L’efficacia della strategia di Altamarea, paradossalmente, trova conferma proprio nella vicenda del benzo(a)pirene: avevamo messo con le spalle al muro i poteri forti che si sono rifugiati in un maldestro illecito. Il silenzio della grande maggioranza della politica locale e nazionale sul famigerato decreto “ad aziendam” ci lascia sconcertati. Pretendiamo modifiche chiare ed inequivocabili. Arriveremo alla Corte Costituzionale, per la salute dei tarantini, specie di quelli del rione Tamburi, e per la salute dei lavoratori che operano su impianti dove la presenza di benzo(a)pirene è sicuramente maggiore di quella rilevata nella centralina di via Machiavelli.
GLI SCENARI POSSIBILI
Come i “20.000 in marcia” del 2008 e del 2009 hanno detto qualcosa, anche questo referendum dirà qualcosa. Se le astensioni raggiungeranno percentuali molto più elevate di quelle fisiologiche dei referendum, vorrà dire che la città è “rassegnata”, non ha voglia di combattere e tutto resterebbe come prima del referendum. La “chiusura” di Ilva verrebbe decretata dal mercato, senza contropartite di nessun genere, come è avvenuto in sede locale per la cantieristica e per gli stabilimenti militari e in sede nazionale per gli elettrodomestici e per le auto (Piemonte, Lombardia e anche Sicilia, Basilicata e Campania).

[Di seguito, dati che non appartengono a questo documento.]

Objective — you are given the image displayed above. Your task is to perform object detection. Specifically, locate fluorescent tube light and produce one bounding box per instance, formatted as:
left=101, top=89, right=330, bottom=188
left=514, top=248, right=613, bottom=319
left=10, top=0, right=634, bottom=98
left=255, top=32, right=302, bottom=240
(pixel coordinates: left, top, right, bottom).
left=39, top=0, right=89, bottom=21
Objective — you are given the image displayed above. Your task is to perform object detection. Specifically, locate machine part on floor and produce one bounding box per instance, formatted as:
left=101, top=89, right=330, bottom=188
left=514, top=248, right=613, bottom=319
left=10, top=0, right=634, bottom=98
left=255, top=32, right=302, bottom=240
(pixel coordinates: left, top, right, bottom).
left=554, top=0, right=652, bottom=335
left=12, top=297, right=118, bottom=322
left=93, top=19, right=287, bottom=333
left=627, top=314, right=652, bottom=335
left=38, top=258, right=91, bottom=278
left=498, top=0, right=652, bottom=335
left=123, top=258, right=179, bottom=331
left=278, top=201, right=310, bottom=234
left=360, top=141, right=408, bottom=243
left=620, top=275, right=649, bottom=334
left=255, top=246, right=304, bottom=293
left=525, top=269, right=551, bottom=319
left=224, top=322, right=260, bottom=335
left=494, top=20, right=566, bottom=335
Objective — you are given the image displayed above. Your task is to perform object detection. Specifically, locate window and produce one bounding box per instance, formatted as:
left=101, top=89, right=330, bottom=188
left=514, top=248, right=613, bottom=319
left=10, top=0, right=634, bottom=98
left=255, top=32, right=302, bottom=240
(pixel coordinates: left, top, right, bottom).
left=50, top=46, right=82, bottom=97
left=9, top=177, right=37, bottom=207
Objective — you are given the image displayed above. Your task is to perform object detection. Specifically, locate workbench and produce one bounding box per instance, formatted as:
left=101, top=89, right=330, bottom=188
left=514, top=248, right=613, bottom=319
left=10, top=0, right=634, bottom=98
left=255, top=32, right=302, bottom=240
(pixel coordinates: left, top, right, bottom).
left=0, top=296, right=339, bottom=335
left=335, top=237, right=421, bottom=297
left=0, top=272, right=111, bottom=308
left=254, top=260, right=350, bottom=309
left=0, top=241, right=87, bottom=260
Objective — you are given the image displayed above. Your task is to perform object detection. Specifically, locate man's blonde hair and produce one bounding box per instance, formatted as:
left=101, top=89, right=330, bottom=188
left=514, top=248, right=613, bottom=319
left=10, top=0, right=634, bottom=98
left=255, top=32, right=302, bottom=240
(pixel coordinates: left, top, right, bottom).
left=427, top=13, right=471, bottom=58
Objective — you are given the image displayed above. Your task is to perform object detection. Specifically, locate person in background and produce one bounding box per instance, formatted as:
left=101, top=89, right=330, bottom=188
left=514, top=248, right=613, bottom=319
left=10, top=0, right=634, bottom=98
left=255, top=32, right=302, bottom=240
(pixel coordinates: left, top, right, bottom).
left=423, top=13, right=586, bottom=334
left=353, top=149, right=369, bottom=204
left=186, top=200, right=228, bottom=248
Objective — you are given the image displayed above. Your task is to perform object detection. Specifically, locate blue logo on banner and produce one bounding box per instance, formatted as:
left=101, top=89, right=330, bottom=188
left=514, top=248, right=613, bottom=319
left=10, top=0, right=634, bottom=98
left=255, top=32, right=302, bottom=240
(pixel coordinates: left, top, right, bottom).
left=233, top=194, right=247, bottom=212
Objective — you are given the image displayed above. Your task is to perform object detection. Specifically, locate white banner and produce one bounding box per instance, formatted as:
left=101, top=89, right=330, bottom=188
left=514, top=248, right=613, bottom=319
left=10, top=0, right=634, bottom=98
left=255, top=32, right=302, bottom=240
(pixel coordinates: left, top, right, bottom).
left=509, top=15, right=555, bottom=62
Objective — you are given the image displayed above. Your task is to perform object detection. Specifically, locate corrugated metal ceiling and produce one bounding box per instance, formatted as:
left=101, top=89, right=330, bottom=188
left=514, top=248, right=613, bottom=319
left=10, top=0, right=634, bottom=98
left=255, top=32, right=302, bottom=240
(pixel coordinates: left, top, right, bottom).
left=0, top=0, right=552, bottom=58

Una grande affluenza al voto, in controtendenza rispetto al dato delle ultime elezioni e referendum, e moltissimi SI alla chiusura dell’area a caldo vorranno dire che la città vuole imprimere decisamente una svolta nei rapporti con la grande industria e vuole che Ilva progetti immediatamente e realizzi in pochi anni l'ammodernamento e la conversione dello stabilimento guardando anche ai nuovi processi siderurgici che non richiedono necessariamente l’area a caldo, fonte pressocchè totalizzante dell’inquinamento industriale comunque da aggredire subito. Una grande affluenza al voto avrebbe anche una grande valenza “politica”: sarebbe il segno inequivocabile della ribellione dei cittadini e degli stessi lavoratori di Ilva tarantini contro quanti, di destra e di sinistra, propugnano un asessuato NO al referendum e soprattutto contro gli amministratori locali ed i loro partiti che si sono succeduti negli ultimi venti anni alla guida di questo territorio, incapaci di incidere positivamente sulle sue sorti, e contro la proprietà e la dirigenza Ilva refrattari ad assumere comportamenti leali e rispettosi della città che li ospita e dei propri dipendenti.
In sintesi, come arbitri assoluti del destino e dello sviluppo di Taranto, non vogliamo lasciare Riva e la classe dirigente, nella sua totalità, comunque a lui molto vicina. Per questo Altamarea chiede di andare a votare e sui tre quesiti votare in ordine NO – SI – SI, in cui i SI significano “cambiamenti”.
Il destino di Taranto dipende da quanti decideranno di restare a casa, rinunciando ai propri sacrosanti diritti
Nel contempo, pensando alla Taranto del prossimo decennio, Altamarea avvierà al più presto “IL CANTIERE PER LA CITTÀ DEI DUE MARI”.